For such a docile dog, Cody has sure unleashed (as it were) a passionate response.
Cody, you might recall, is a Fort Street fixture who has spent his entire life outside Charmaine’s Past and Present store, charming passersby.
At least, that’s where he was until mid-May, when he was banished inside owner Charmaine Britton’s shop after an animal control officer found Cody lying on the sidewalk.
And that brought a political backlash that shows no sign of going away.
This week, council was presented with a Bring Back Cody petition from Victoria’s Ryan Painter, who wants council to grant an exemption that would let the dog lie outside the store without being leashed to a person, as the law requires.
As of Friday evening, the online petition had collected more than 2,100 names. That included 95 from the U.S., 84 from Germany and 29 from the United Kingdom (where they have nothing else to worry about this week).
“This is an easy thing that the council can do to right a wrong,” Painter said Friday. “This is a no-brainer.”
Ah, but while giving the pooch a pass might be politically expedient, it appears councillors don’t believe it would be the right thing to do — a courageous position, given the heat they have taken.
See, Cody is not just a dog, but a golden retriever, and an aging one at that. That makes him the canine equivalent of the Dalai Lama — old, gentle, serene, calming, adored.
At 13 years of age, he is greyer than second-term Obama, less threatening than the Canucks’ power play. He moves just a bit little faster than the Johnson Street Bridge project. Britton needs help to lift him out of her car in the morning.
The notion of applying the leash law to such a creature drew indignation, both here and abroad. In May, Britton, unaware that someone had posted Cody’s story on social media, came home from an up-Island trip to find the Internet on fire.
“It’s crazy,” she said Friday. “The emails are coming in from around the world.” Italy, Zimbabwe, Uruguay, South Africa …
“Initially, there were a couple of hundred people a day coming in just to see the dog,” she said.
That tailed off after a couple of weeks, but there are still daily drop-ins. Last week, a couple visiting from California made a special side trip to the store, having read Cody’s story at home.
Lawyers have volunteered to take his case. Strangers have said they will pay any tickets (though Britton was only warned, not fined, for Cody’s leashlessness). Two limousine companies offered to chauffeur him. Someone from the Lower Mainland mailed a homemade bow tie and neckerchief for the dog.
Most helpfully, strangers have volunteered to sit outside with a leashed Cody. That’s a bigger deal as the weather warms.
“On hot days, we’ve been leaving Cody at home,” Britton says. When it gets stuffy inside the store, he pants and barks at the closed door, wanting out.
Britton says all the callers say the same thing: “One hundred per cent of them are in favour of having the dog remain in the doorway for the rest of his life.”
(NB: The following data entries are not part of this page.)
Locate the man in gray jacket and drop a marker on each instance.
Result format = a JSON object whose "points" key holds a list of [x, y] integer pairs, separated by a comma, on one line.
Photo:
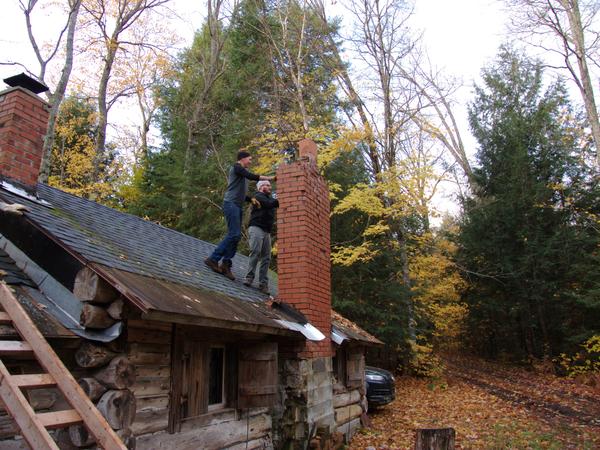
{"points": [[262, 218], [235, 195]]}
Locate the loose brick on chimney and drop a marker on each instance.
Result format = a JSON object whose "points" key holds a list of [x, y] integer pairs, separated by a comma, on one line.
{"points": [[303, 260], [23, 122]]}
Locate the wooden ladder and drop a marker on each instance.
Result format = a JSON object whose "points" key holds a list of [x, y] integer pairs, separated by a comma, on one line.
{"points": [[34, 427]]}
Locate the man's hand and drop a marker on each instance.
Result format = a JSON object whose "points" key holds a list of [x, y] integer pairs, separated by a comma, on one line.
{"points": [[14, 208]]}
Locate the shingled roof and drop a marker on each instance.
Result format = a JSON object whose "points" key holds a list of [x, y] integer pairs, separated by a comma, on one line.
{"points": [[123, 241], [159, 269]]}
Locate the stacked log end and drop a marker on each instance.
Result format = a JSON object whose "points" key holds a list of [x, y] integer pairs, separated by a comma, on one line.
{"points": [[103, 305], [107, 384]]}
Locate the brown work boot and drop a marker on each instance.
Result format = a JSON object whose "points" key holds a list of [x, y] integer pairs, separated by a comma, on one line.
{"points": [[264, 289], [213, 265], [226, 270]]}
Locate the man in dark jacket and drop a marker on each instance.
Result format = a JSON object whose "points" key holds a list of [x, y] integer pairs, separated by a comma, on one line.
{"points": [[237, 186], [262, 218]]}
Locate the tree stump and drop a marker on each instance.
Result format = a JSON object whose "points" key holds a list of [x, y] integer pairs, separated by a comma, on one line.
{"points": [[119, 374], [435, 439], [118, 408]]}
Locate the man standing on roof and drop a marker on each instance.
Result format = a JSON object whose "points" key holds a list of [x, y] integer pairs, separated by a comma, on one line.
{"points": [[237, 186], [259, 235]]}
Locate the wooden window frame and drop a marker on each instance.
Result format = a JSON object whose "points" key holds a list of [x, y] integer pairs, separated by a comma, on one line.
{"points": [[225, 372], [239, 392]]}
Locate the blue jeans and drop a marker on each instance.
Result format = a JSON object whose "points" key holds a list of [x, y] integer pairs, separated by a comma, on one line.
{"points": [[228, 246], [260, 253]]}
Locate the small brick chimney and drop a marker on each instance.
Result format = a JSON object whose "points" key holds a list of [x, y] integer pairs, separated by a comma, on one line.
{"points": [[23, 122], [303, 254]]}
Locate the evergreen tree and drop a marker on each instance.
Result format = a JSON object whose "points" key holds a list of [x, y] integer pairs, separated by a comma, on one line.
{"points": [[523, 239], [72, 157]]}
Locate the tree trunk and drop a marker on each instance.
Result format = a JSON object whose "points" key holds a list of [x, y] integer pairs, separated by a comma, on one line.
{"points": [[115, 310], [119, 374], [95, 317], [118, 407], [92, 388], [111, 53], [89, 287], [91, 355], [59, 93], [80, 436], [435, 439]]}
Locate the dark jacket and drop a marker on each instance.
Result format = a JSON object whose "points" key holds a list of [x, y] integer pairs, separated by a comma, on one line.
{"points": [[237, 184], [264, 217]]}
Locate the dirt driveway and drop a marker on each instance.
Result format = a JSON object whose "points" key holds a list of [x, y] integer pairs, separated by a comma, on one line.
{"points": [[491, 407]]}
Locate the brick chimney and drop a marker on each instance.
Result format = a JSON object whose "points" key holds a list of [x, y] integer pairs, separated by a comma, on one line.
{"points": [[303, 263], [23, 122]]}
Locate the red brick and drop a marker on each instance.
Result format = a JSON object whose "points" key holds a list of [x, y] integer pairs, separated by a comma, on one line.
{"points": [[23, 117]]}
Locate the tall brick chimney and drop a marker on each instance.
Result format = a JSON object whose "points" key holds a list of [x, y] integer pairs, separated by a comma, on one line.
{"points": [[23, 122], [303, 254]]}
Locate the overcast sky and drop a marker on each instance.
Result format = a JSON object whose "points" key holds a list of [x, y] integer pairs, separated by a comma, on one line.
{"points": [[461, 36]]}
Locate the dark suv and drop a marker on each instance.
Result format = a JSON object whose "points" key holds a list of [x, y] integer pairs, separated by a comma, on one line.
{"points": [[380, 386]]}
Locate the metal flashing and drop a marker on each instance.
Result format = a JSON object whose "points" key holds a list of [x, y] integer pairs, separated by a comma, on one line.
{"points": [[57, 299]]}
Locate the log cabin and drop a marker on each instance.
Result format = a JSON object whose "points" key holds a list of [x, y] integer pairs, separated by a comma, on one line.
{"points": [[172, 354]]}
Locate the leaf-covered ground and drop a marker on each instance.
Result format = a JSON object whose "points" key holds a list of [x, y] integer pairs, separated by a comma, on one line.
{"points": [[490, 407]]}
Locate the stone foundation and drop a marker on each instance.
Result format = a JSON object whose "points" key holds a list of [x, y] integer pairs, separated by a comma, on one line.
{"points": [[307, 401]]}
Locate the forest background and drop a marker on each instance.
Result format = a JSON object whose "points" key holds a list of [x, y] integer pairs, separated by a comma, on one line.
{"points": [[513, 274]]}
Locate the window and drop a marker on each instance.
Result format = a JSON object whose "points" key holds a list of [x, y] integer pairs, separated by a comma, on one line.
{"points": [[216, 378], [339, 365], [348, 366], [208, 376]]}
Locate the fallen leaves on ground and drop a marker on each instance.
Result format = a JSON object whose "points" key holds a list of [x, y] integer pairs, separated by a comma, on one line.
{"points": [[489, 408]]}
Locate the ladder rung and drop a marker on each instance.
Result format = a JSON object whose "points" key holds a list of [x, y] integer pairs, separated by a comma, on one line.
{"points": [[59, 419], [9, 347], [32, 381]]}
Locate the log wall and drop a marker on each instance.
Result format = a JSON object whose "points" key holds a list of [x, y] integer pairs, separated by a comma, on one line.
{"points": [[149, 350], [349, 406]]}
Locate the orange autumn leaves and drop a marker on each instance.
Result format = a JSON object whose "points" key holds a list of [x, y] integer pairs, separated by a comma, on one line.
{"points": [[481, 419]]}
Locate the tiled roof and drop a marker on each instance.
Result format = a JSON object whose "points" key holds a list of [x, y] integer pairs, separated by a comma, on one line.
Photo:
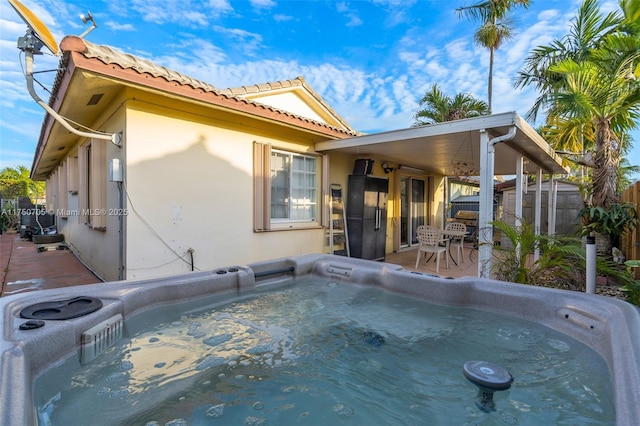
{"points": [[109, 55], [224, 97], [283, 84]]}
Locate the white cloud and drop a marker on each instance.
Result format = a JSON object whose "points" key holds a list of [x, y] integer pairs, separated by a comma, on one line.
{"points": [[114, 26]]}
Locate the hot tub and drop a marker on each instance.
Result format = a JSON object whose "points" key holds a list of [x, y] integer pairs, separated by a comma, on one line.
{"points": [[101, 315]]}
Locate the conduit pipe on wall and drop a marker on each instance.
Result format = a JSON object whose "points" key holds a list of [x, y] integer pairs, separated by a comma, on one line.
{"points": [[591, 264]]}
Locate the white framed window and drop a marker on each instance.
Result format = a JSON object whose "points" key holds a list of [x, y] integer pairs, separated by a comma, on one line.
{"points": [[287, 189]]}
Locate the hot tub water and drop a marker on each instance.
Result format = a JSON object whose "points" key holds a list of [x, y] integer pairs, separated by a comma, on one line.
{"points": [[319, 352]]}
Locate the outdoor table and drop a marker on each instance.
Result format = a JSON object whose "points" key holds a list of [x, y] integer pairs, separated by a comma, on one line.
{"points": [[449, 233]]}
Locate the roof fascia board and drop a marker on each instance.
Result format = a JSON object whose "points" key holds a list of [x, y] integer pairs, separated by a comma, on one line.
{"points": [[65, 79], [211, 99], [449, 127]]}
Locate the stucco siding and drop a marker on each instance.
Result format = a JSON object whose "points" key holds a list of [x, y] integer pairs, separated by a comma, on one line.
{"points": [[190, 186]]}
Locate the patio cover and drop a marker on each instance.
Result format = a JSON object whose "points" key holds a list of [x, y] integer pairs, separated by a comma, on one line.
{"points": [[490, 145]]}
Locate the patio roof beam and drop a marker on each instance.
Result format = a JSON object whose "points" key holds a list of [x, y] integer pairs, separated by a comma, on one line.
{"points": [[485, 216]]}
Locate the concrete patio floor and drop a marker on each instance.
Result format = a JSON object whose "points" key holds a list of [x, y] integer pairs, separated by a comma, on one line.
{"points": [[468, 267], [24, 268]]}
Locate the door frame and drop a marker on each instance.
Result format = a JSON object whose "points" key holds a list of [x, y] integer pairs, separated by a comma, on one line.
{"points": [[413, 215]]}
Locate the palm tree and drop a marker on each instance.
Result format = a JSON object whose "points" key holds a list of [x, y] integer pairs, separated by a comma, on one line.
{"points": [[586, 31], [439, 107], [495, 29], [590, 89]]}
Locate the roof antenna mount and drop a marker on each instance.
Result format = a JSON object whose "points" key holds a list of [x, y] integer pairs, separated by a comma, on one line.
{"points": [[36, 37], [85, 19]]}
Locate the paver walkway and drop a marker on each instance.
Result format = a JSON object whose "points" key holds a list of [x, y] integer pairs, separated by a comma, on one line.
{"points": [[24, 268]]}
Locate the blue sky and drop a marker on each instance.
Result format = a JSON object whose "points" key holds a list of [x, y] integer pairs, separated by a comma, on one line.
{"points": [[370, 60]]}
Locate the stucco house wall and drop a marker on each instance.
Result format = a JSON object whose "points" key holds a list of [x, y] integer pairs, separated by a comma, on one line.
{"points": [[187, 154]]}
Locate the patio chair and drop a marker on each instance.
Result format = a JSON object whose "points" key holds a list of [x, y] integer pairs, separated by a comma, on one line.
{"points": [[430, 240], [457, 242]]}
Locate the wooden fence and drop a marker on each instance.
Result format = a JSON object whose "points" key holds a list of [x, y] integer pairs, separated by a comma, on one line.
{"points": [[631, 240]]}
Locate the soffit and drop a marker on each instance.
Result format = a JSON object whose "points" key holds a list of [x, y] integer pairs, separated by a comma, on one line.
{"points": [[437, 148]]}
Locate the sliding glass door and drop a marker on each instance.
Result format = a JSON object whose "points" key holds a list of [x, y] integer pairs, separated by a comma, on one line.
{"points": [[412, 209]]}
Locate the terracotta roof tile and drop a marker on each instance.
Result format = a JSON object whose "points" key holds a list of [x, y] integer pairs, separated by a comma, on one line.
{"points": [[111, 56]]}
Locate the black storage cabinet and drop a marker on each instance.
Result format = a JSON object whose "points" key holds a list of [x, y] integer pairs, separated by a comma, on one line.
{"points": [[367, 216]]}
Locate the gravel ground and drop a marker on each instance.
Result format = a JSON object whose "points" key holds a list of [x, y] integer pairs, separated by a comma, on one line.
{"points": [[611, 290]]}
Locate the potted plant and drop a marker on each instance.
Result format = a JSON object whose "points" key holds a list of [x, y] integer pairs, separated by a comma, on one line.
{"points": [[608, 223]]}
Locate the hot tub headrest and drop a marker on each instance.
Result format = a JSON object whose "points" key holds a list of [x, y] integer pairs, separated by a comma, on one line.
{"points": [[62, 309]]}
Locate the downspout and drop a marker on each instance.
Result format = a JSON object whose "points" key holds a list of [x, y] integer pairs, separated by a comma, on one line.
{"points": [[485, 234], [114, 138]]}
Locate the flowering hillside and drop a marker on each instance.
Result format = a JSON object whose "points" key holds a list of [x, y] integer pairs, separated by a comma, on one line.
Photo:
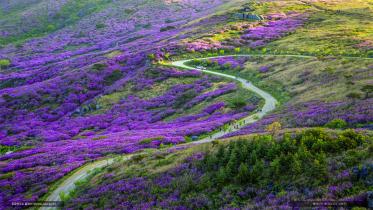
{"points": [[89, 80]]}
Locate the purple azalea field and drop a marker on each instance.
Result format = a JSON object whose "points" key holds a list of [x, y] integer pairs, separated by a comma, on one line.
{"points": [[186, 104]]}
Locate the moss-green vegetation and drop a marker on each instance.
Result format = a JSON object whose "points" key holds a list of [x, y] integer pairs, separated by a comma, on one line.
{"points": [[5, 149], [244, 172]]}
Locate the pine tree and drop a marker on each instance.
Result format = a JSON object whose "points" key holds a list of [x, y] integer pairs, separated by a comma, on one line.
{"points": [[243, 175]]}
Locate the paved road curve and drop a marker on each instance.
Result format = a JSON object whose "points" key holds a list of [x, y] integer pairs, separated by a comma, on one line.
{"points": [[270, 104]]}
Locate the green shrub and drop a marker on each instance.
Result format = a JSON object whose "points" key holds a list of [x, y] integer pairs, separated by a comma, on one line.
{"points": [[149, 140], [237, 103], [113, 77], [337, 123]]}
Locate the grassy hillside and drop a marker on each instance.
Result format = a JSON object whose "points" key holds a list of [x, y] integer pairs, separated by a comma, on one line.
{"points": [[259, 171]]}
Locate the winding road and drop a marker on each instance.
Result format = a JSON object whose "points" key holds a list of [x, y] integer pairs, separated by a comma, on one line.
{"points": [[68, 184]]}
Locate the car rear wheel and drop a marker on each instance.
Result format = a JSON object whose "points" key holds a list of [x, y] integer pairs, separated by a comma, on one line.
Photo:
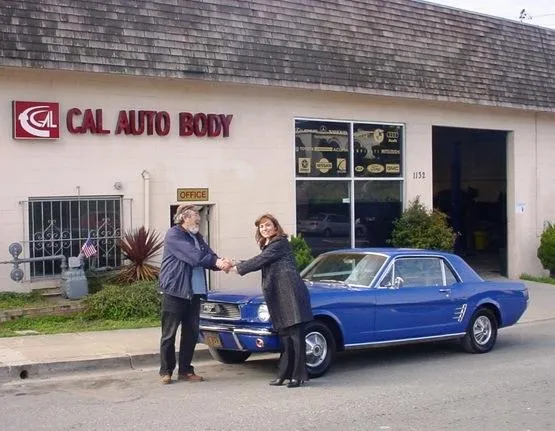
{"points": [[481, 333], [320, 348], [229, 356]]}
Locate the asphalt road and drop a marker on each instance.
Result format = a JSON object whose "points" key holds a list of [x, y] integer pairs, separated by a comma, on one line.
{"points": [[425, 387]]}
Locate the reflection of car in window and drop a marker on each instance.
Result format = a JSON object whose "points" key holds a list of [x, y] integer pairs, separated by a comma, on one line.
{"points": [[327, 224]]}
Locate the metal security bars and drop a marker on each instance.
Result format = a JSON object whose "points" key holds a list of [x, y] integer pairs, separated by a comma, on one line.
{"points": [[60, 225]]}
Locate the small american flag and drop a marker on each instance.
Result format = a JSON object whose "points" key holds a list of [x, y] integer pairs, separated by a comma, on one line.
{"points": [[88, 248]]}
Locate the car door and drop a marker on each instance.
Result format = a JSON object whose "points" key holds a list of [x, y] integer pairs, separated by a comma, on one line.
{"points": [[418, 297]]}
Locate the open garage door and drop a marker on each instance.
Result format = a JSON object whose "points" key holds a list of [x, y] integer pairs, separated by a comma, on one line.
{"points": [[470, 186]]}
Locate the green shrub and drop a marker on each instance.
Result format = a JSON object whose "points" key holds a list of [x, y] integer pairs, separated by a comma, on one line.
{"points": [[546, 250], [302, 251], [420, 228], [116, 302]]}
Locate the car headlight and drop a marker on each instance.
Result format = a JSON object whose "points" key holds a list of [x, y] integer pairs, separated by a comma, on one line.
{"points": [[263, 313]]}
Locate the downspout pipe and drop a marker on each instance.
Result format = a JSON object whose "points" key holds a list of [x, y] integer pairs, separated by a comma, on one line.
{"points": [[146, 197]]}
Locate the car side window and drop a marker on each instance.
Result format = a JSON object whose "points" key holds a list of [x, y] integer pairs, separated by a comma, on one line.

Some suggest exempting Cody from the law by designating him a goodwill ambassador, a representative of Fort Street.
But Mayor Lisa Helps says that’s not the way it works. “We have bylaws, and we don’t govern by exception,” she says. If you want to change the rules, change the rules — but don’t ignore them on an ad hoc basis. “As cute as he may be and as well loved as he may be, where does it stop?”
And no, it’s no fun being the politician taking that kind of stance, not when some of the critics get worked up in a most un-golden-retriever-like way. When the story broke in May, Coun. Charlayne Thornton-Joe did the talking for the city, pointing out that the leash law wasn’t just aimed at vicious dogs, but was meant to protect visually impaired pedestrians from tripping. That earned her the most vicious email she has dealt with in almost 13 years on council.
Please, Victoria, be a little less Cujo and a little more Cody.